Many won’t agree with me, but I’m not a Thanksgiving fan.
We were taught that Native Americans aided the first pilgrims, showing them where to source and grow food and hunt so they could survive … only to have their lands confiscated as more settlers arrived, their food sources obliterated, then herded onto poor country and denigrated thereafter.
I do recall many pleasant Thanksgivings crowded with grandparents and relatives, playing 500, mashing vats of potatoes, and always the big turkey in the oven to serve with fancy Jell-O side dishes, cakes, and pies.
If only I could deprogram myself to see the holiday as Cousin Lois does – an opportunity for reflection, gratitude, good food, and time with loved ones.
Thanksgiving triggers other disquieting thoughts for me.
I haven’t been able to eat turkey since living across the street from a processing factory in Willmar, Minnesota, where a group of us shared a rustic apartment above the town’s grain store in our first year away from home.
One night the factory caught fire, leading to a Silence of the Lambs scenario with screaming turkeys and lingering odors of singed feathers and cremated turkey flesh.
But don’t mind me.
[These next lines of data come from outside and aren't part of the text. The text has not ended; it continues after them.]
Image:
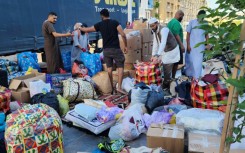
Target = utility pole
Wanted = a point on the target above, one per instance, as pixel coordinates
(130, 10)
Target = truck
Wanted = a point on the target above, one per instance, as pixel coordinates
(21, 20)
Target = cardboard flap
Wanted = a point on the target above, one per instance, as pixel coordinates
(166, 130)
(14, 85)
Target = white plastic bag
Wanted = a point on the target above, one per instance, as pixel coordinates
(139, 96)
(171, 56)
(130, 125)
(39, 86)
(128, 84)
(201, 119)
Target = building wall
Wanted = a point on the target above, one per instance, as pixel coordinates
(168, 8)
(191, 8)
(144, 10)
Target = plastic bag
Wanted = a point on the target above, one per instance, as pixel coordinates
(66, 58)
(63, 105)
(201, 119)
(26, 60)
(128, 84)
(154, 100)
(49, 99)
(79, 69)
(108, 114)
(162, 117)
(139, 94)
(39, 86)
(2, 122)
(130, 125)
(88, 112)
(175, 108)
(92, 62)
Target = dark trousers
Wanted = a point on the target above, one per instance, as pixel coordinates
(167, 71)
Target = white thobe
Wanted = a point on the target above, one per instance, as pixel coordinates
(194, 59)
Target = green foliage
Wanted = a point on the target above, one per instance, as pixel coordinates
(224, 28)
(157, 4)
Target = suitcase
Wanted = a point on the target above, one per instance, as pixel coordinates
(4, 78)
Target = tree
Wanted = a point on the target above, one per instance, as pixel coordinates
(224, 28)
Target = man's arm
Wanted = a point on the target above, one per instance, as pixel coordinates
(120, 31)
(87, 30)
(56, 34)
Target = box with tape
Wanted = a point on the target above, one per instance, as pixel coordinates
(168, 136)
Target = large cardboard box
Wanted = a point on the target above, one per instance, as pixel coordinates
(20, 86)
(133, 42)
(206, 143)
(132, 56)
(167, 136)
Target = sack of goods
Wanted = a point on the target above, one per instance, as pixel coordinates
(148, 73)
(26, 60)
(209, 93)
(201, 119)
(78, 69)
(92, 62)
(56, 81)
(5, 98)
(78, 90)
(10, 66)
(34, 128)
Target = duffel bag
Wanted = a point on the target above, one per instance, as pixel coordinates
(34, 128)
(148, 73)
(209, 96)
(78, 89)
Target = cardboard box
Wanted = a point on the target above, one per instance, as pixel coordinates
(146, 35)
(145, 49)
(132, 73)
(146, 58)
(20, 86)
(138, 24)
(129, 66)
(204, 143)
(132, 56)
(126, 31)
(150, 47)
(115, 75)
(167, 136)
(133, 42)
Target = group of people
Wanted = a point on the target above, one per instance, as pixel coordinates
(109, 30)
(168, 47)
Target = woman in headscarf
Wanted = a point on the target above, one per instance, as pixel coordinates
(80, 42)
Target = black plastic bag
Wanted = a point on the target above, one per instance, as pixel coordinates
(154, 100)
(49, 99)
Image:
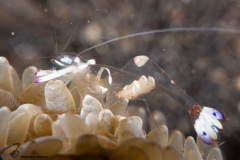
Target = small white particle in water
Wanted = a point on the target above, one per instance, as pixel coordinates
(172, 82)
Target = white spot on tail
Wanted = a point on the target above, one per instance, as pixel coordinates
(140, 60)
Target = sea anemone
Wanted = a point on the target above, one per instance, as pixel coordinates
(63, 120)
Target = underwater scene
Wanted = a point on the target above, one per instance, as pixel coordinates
(101, 79)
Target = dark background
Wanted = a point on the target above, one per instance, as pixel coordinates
(205, 64)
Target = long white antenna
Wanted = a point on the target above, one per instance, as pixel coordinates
(193, 29)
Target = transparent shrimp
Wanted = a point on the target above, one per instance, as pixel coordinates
(141, 71)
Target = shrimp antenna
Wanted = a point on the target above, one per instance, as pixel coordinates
(193, 29)
(71, 37)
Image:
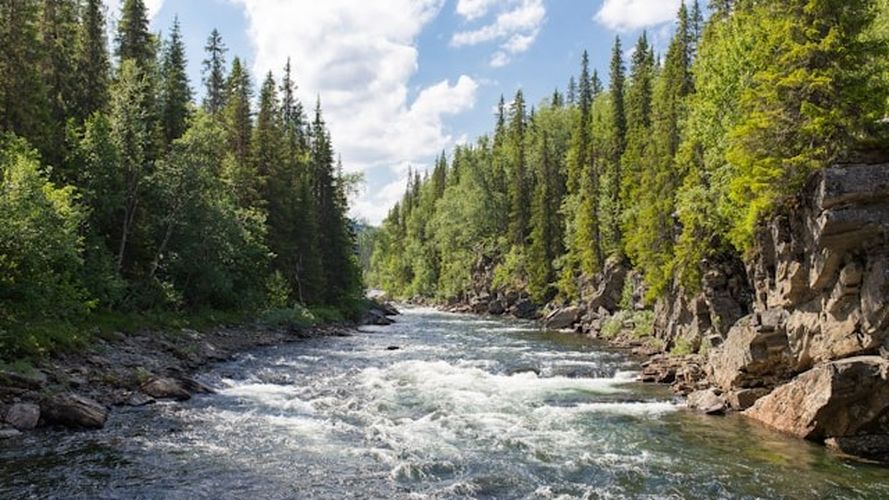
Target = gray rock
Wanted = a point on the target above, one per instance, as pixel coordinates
(140, 399)
(563, 318)
(9, 434)
(707, 401)
(844, 398)
(165, 388)
(23, 416)
(71, 410)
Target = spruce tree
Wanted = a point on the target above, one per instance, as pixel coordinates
(214, 73)
(519, 198)
(93, 66)
(134, 41)
(175, 91)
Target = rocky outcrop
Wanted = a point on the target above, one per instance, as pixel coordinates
(23, 416)
(839, 399)
(73, 411)
(811, 358)
(708, 401)
(706, 317)
(560, 319)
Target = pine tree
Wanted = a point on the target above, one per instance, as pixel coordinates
(24, 106)
(619, 142)
(134, 41)
(214, 73)
(175, 91)
(93, 66)
(519, 197)
(633, 161)
(58, 37)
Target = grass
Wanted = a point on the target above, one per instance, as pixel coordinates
(25, 343)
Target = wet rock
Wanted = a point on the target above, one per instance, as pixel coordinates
(71, 410)
(496, 307)
(753, 355)
(707, 401)
(741, 399)
(140, 399)
(524, 309)
(376, 317)
(871, 447)
(563, 318)
(611, 280)
(9, 433)
(165, 388)
(843, 398)
(34, 380)
(23, 416)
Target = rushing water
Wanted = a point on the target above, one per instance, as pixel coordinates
(466, 407)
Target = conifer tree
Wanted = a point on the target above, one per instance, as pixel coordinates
(175, 91)
(214, 73)
(518, 181)
(93, 66)
(134, 41)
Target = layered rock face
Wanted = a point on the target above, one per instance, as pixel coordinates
(819, 332)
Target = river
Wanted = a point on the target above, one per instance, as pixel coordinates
(466, 407)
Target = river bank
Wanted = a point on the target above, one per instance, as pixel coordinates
(78, 389)
(466, 407)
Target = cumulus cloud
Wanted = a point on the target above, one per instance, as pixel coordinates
(515, 28)
(359, 57)
(623, 15)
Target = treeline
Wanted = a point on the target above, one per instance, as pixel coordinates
(119, 193)
(668, 166)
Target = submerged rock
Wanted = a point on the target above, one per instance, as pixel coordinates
(23, 416)
(844, 398)
(563, 318)
(165, 388)
(71, 410)
(708, 401)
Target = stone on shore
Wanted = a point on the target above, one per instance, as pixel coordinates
(71, 410)
(845, 398)
(23, 416)
(165, 388)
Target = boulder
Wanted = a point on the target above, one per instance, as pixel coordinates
(610, 287)
(844, 398)
(496, 307)
(9, 433)
(524, 309)
(741, 399)
(753, 355)
(563, 318)
(165, 388)
(23, 416)
(71, 410)
(708, 401)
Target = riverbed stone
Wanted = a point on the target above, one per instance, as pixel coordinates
(23, 416)
(9, 433)
(165, 388)
(563, 318)
(74, 411)
(708, 401)
(844, 398)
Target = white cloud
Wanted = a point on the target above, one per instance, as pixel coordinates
(360, 57)
(625, 15)
(515, 27)
(474, 9)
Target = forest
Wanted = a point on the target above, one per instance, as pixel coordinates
(121, 197)
(666, 162)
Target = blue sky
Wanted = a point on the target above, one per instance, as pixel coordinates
(401, 80)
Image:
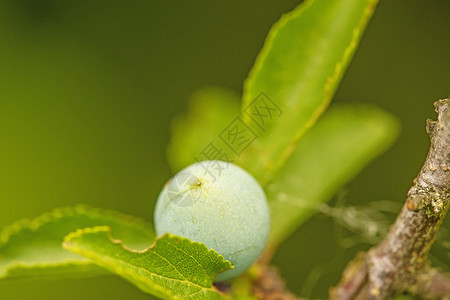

I wish everyone a Happy Thanksgiving and, in Cousin Lois’s spirit of harmony and gratitude, share an old Stearns County recipe for pumpkin pie.
In New Zealand we eat pumpkin as a roasted vegetable and in soups and curries but not in pies. As with cherry pie filling, you can’t buy cans of pumpkin pie filling here. If you’re desperate for pumpkin pie in New Zealand, you have to make it from scratch.
Fluffy Pumpkin Pie
1/2 cup white sugar
2 tbsp cornstarch
1/2 tsp cinnamon
1/2 cup brown sugar
1 tsp vanilla
1/2 tsp salt
1/2 tsp nutmeg
1/2 tsp allspice
15 ounce can pumpkin puree
2 cups milk
In a large saucepan mix sugar, cornstarch, spices, salt and brown sugar. Then add the eggs, canned pumpkin and milk (you can separate the eggs and use the whipped whites for meringue on the pie if you wish). Cook, stirring constantly until thickened. Add vanilla. Pour into baked pie crust. Chill and serve with whipped cream.
Sally Maritsch’s recipe from my mother’s St Anthony’s Christian Women 60th Anniversary cookbook, 1982.